For instance, I tried to find a place that had 100 per cent households with toilets and I found it! It is Pumao Circle, in Tirap district, Arunachal Pradesh where 64.6 per cent of households had toilets in 2001 but by 2011 every single household had a toilet. How did this happen? That is a story worth investigating. Another place in Arunachal, Migging Circle, Upper Siang, has shown an even more dramatic jump: from 1.3 per cent of households with toilets in 2001 to 96.7 per cent by 2011.
While Pumao Circle is clearly an exception, there are many places across India where over 90 per cent households have toilets. They range from Leh in Ladakh with 90.4 per cent to Hnahthial in Lunglie district, Mizoram with 96.6 per cent to Sadulshahar, Ganganagar district, Rajasthan with 91.5 per cent. All along the western coast of India, starting with the southern part of Maharashtra down to Kerala, the percentages are high. Yet predictably as you go inland and north, towards Madhya Pradesh, Bihar, UP, the percentages are shockingly low. In Sihawai, Sidhi district, MP, only 4.4 per cent households have toilets; in Barhait, Sahibganj district, Jharkhand, only 6.5 per cent; in Pothia, Kishanganj district, Bihar, only 6.7 per cent; in Tarabganj, Gonda district, UP only 8.4 per cent (down from 11 per cent in 2001) and in Kantamai, Baudh district, Orissa, only 3.8 per cent. Even Modi’s Gujarat rarely crosses the halfway point with places like Detroj-Rampur in Ahmedabad district with only 26.2 per cent households having toilets and Nasvadi in Vadodara district with 10.2 per cent.
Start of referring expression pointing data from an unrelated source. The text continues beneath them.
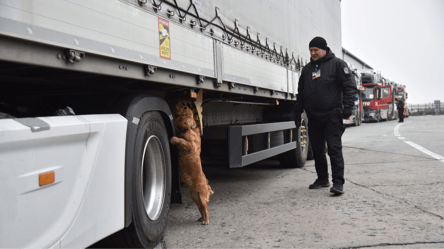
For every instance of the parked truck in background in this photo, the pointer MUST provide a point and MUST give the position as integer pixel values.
(378, 100)
(85, 128)
(357, 111)
(402, 94)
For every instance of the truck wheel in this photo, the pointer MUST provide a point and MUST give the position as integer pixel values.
(151, 183)
(297, 157)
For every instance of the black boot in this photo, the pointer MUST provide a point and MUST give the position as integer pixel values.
(337, 188)
(319, 184)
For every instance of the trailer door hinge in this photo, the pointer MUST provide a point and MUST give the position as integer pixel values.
(150, 70)
(73, 56)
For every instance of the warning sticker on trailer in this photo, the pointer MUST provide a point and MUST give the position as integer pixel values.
(164, 39)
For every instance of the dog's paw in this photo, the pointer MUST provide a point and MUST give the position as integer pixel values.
(174, 140)
(204, 222)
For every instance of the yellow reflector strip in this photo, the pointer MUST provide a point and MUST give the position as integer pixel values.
(46, 178)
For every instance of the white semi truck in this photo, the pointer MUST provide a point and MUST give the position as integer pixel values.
(84, 116)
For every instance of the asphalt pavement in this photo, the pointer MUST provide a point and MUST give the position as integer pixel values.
(394, 197)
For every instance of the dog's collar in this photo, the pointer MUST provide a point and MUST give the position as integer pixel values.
(189, 128)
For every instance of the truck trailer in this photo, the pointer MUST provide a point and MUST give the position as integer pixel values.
(85, 119)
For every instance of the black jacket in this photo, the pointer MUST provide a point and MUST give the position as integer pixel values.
(324, 95)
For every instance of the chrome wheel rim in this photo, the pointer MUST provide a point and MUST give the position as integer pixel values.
(153, 177)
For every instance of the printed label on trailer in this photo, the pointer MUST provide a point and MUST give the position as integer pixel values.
(164, 39)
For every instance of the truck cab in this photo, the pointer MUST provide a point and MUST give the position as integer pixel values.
(379, 101)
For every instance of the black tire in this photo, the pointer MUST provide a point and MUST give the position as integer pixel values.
(296, 158)
(150, 212)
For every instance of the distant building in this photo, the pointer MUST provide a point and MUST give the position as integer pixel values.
(358, 63)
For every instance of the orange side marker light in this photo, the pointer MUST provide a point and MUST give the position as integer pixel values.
(46, 178)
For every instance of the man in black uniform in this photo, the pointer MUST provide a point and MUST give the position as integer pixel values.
(326, 92)
(401, 110)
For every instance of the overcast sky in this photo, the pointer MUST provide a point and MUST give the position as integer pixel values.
(404, 39)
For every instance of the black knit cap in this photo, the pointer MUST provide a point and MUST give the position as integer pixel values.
(318, 42)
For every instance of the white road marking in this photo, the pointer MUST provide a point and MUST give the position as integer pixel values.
(418, 147)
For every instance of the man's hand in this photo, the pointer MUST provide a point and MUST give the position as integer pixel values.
(297, 120)
(346, 113)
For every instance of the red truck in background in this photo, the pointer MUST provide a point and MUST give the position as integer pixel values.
(402, 94)
(378, 98)
(357, 111)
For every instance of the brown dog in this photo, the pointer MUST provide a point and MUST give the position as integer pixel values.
(189, 146)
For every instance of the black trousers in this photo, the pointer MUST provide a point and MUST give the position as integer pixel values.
(329, 131)
(401, 115)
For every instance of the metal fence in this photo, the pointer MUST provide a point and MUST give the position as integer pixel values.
(426, 109)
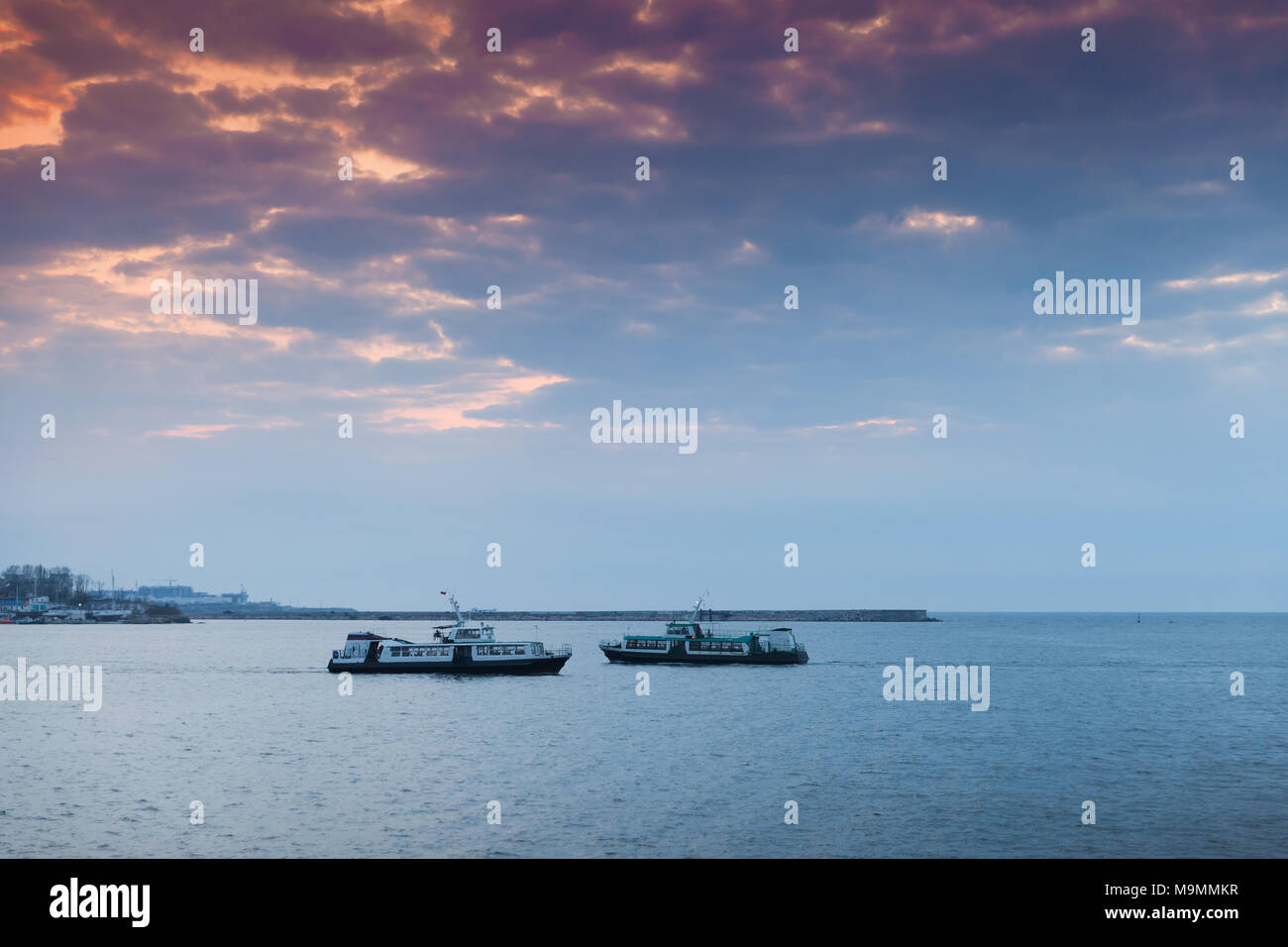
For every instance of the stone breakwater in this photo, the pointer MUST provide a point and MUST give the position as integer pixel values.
(715, 615)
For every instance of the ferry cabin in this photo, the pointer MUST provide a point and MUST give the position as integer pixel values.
(463, 652)
(760, 647)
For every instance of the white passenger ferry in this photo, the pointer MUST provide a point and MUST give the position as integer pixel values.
(458, 648)
(687, 642)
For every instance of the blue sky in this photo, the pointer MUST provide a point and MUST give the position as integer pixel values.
(472, 425)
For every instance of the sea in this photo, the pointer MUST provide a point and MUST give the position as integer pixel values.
(230, 738)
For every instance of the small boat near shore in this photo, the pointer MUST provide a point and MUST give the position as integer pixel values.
(456, 648)
(687, 642)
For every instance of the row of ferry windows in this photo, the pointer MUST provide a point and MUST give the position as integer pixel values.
(441, 651)
(430, 651)
(715, 646)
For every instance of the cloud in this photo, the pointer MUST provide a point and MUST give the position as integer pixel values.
(1227, 279)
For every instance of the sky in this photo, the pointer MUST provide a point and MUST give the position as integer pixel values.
(767, 169)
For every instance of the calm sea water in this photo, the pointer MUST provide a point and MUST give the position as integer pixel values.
(243, 716)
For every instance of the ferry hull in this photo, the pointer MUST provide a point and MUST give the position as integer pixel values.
(635, 657)
(546, 664)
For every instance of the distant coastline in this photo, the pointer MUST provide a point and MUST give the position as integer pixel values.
(662, 615)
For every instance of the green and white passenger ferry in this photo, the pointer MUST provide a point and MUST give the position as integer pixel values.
(687, 642)
(458, 648)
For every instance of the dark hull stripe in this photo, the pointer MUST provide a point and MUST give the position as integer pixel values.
(634, 657)
(552, 664)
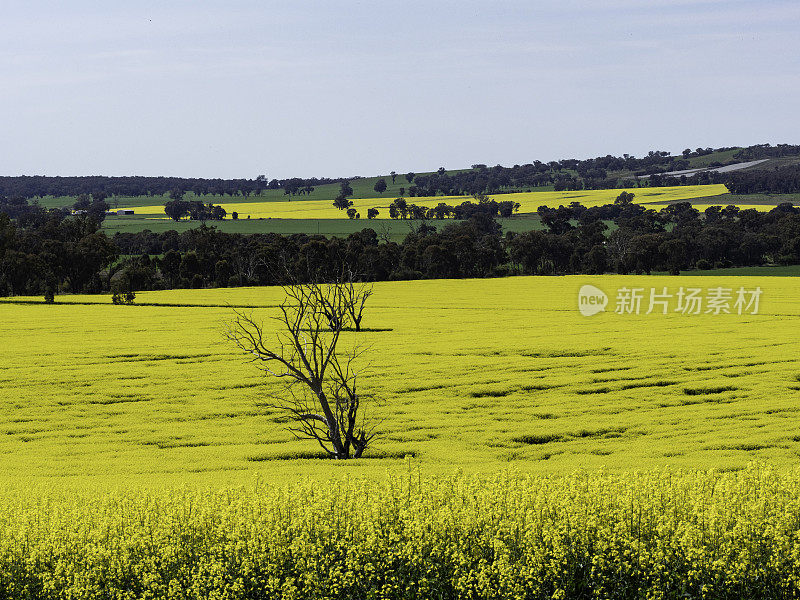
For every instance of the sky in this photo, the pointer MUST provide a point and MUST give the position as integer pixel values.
(341, 88)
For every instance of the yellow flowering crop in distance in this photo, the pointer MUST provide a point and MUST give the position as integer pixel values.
(529, 202)
(547, 454)
(474, 374)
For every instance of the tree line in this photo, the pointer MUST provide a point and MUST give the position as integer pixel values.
(785, 180)
(49, 251)
(565, 174)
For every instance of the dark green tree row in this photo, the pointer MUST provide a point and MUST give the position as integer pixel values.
(48, 252)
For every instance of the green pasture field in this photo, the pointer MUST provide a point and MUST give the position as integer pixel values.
(396, 230)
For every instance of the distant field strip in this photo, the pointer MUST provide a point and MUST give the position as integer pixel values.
(529, 202)
(476, 374)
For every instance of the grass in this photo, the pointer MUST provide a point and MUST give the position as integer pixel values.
(529, 202)
(362, 188)
(150, 394)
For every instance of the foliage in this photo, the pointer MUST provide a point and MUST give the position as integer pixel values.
(639, 535)
(466, 369)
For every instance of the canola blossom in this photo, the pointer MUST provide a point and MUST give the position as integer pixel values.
(529, 202)
(636, 535)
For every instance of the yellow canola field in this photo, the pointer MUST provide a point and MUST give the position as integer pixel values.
(529, 202)
(480, 375)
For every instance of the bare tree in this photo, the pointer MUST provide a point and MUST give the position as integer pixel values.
(320, 397)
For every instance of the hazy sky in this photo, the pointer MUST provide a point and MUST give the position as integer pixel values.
(338, 88)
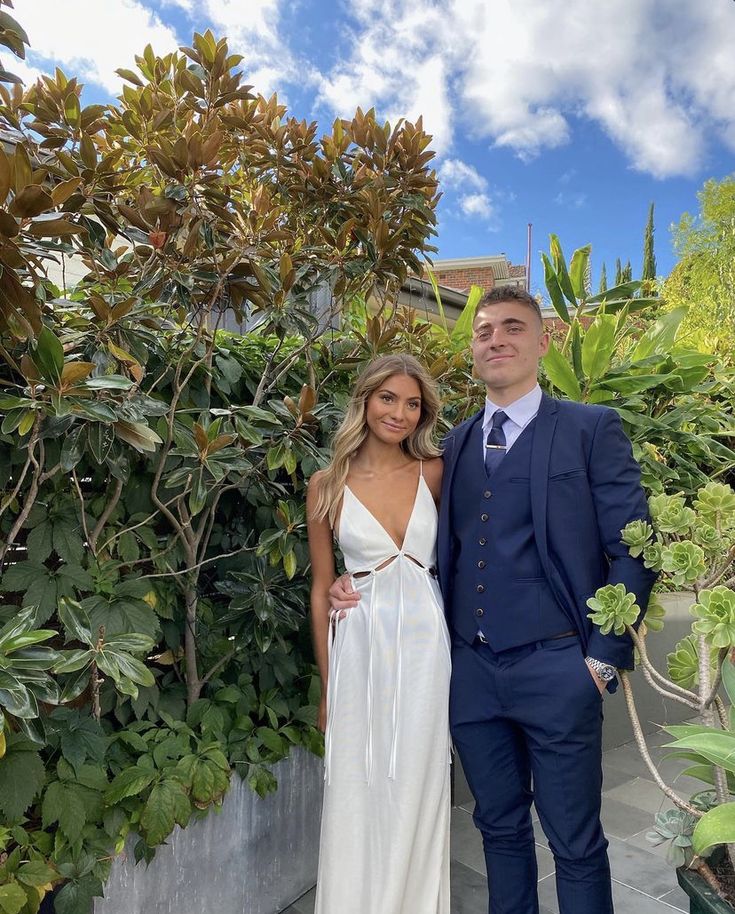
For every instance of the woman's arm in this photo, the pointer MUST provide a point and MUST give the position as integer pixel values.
(322, 575)
(433, 470)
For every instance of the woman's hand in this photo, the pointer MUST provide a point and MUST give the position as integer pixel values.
(342, 596)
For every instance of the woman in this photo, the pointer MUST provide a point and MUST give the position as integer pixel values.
(385, 664)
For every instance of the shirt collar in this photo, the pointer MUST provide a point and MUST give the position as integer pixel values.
(520, 412)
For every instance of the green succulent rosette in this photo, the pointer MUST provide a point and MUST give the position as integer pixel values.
(683, 562)
(715, 503)
(715, 612)
(636, 536)
(613, 608)
(707, 536)
(655, 614)
(670, 514)
(652, 556)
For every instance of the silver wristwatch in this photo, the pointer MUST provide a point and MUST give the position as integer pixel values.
(605, 671)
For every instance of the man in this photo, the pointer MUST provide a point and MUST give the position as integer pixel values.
(535, 495)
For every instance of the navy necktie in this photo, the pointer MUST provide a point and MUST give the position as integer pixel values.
(495, 445)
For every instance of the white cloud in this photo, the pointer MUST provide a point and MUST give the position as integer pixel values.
(91, 39)
(454, 174)
(477, 205)
(655, 75)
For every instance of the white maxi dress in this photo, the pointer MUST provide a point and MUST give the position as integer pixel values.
(385, 821)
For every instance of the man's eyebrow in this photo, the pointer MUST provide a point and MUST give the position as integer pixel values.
(506, 322)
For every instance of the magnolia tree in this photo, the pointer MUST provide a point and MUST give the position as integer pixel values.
(692, 545)
(152, 550)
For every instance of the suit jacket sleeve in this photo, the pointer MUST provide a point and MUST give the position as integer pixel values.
(618, 496)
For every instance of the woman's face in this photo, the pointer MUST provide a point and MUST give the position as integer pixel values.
(394, 409)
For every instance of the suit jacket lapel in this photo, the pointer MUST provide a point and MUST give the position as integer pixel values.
(539, 485)
(452, 448)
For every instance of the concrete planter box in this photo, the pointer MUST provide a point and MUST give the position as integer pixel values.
(254, 857)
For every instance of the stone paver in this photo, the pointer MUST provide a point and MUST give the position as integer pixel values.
(643, 883)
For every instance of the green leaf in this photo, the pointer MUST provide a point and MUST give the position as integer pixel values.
(20, 624)
(715, 827)
(598, 346)
(633, 384)
(49, 356)
(12, 898)
(554, 289)
(132, 669)
(167, 803)
(271, 739)
(75, 621)
(36, 872)
(22, 776)
(76, 897)
(621, 293)
(560, 268)
(560, 373)
(661, 336)
(578, 270)
(716, 746)
(728, 679)
(462, 330)
(129, 783)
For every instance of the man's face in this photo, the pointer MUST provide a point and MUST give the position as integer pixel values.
(507, 343)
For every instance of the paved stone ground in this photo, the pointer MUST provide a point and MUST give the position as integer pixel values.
(643, 883)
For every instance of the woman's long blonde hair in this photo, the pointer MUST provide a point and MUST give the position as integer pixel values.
(353, 431)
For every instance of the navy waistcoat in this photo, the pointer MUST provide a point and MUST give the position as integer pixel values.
(498, 584)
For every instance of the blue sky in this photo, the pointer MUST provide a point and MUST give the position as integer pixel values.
(572, 115)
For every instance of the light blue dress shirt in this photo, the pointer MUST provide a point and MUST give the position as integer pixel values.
(519, 415)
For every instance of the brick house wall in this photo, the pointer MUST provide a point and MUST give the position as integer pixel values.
(463, 278)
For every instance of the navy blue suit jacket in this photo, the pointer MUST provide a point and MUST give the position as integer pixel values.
(585, 487)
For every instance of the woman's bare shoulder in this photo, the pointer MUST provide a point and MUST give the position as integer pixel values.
(433, 470)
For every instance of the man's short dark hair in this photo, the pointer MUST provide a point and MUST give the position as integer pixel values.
(509, 294)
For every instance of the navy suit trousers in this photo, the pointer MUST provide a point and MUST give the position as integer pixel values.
(527, 724)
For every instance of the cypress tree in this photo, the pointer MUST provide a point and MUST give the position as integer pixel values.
(649, 257)
(618, 272)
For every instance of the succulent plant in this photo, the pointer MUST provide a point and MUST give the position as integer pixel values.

I dwell on these statistics because that is what the media should discuss rather than the spat between two politicians. Why is so much of India toilet-less? Is it because the ones worst affected are women and they have no voice? Even where toilets are being built, are women being consulted? Or does the man of the house decide where and what type of toilet will be built. Have women any say in location and design? What about community toilets, who looks after them, who controls access, who determines location? Will there be borders and segregation of community toilets?
Toilet talk might not determine the outcome of the 2014 election. But it is becoming increasingly evident that at the panchayat and municipal level, this is an important issue. People, and particularly women, are forming political judgments not just on the basis of caste and community but on the basis of delivery of basic services like water and sanitation. So instead of rhetoric, the political spin-doctors would get a more accurate picture of their chances if they looked at the “toilet meter”. You never know: the humble toilet might yet determine the direction of our politics.